The Evil Eye
- Character levels: 4–6
- First published: 1996

= The Evil Eye (Ravenloft) =

Dungeons & Dragons adventure module

The Evil Eye is an adventure module for the 2nd edition of the Advanced Dungeons & Dragons fantasy role-playing game, published in 1996.

==Plot summary==
The Evil Eye is an adventure consisting of six separate episodes, which do not need to be played linearly. The first episode can take place anywhere in any campaign, and functions as a door into Ravenloft and introduces the Vistani. Once in Ravenloft, the player characters encounter the principal characters, each with their own secret agenda. The main plot involves Gabrielle Aderre, lord of Invidia, and mother of Molocchio. Gabrielle had betrayed her mother and as a result was cursed to be betrayed in turn by her own child in the future. Molocchio has supernatural powers, which will ultimately destroy everything once he is fully mature, and the Vistani need the help of the player characters to stop him. The adventure also has several sub-plots involving themes such as tragic love and serial killers.

==Publication history==
The Evil Eye was designed by Steve Kurtz, and published by TSR in 1996. The cover art was by Jeff Easley with interior art by Mark Nelson.

==Reception==
Cliff Ramshaw reviewed The Evil Eye for Arcane magazine, rating it an 8 out of 10 overall.

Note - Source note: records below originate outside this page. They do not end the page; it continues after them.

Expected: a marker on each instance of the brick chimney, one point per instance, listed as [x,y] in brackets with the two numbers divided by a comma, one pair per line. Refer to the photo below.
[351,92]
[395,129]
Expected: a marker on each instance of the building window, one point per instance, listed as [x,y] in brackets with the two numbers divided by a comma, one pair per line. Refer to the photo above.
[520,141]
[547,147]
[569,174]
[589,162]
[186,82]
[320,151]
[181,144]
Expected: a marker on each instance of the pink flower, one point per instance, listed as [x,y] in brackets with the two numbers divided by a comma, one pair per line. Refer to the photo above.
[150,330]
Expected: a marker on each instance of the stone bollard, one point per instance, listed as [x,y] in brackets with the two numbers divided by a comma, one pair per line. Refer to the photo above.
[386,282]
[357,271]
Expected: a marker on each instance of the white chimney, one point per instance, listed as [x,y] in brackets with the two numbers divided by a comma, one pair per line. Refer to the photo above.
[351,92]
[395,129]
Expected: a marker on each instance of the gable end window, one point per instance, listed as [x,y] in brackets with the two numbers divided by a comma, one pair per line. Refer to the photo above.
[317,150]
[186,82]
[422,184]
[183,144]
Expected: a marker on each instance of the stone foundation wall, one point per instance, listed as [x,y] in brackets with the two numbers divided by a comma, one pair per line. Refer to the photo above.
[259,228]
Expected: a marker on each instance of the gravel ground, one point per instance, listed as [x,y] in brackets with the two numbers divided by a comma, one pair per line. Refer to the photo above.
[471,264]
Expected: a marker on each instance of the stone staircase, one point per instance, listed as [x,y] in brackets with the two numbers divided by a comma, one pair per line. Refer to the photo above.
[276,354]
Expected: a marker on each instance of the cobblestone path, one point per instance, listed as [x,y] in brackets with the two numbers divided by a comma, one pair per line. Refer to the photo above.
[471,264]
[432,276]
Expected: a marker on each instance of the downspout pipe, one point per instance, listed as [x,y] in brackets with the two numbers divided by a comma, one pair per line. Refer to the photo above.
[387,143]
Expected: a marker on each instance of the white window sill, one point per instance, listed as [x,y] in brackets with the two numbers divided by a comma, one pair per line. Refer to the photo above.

He described The Evil Eye as "Not so much a dungeon bash as an opportunity for strong roleplaying and character interaction", and "the perfect introduction to the Ravenloft campaign world". He felt that the six adventure episodes "all boast a wealth of imaginative and atmospheric detail as well as numerous hooks for developing adventures at tangents to the one described". Ramshaw concluded his review by saying, "The Evil Eye is a splendid scenario, bursting with fascinating characters and plotlines - highly recommended."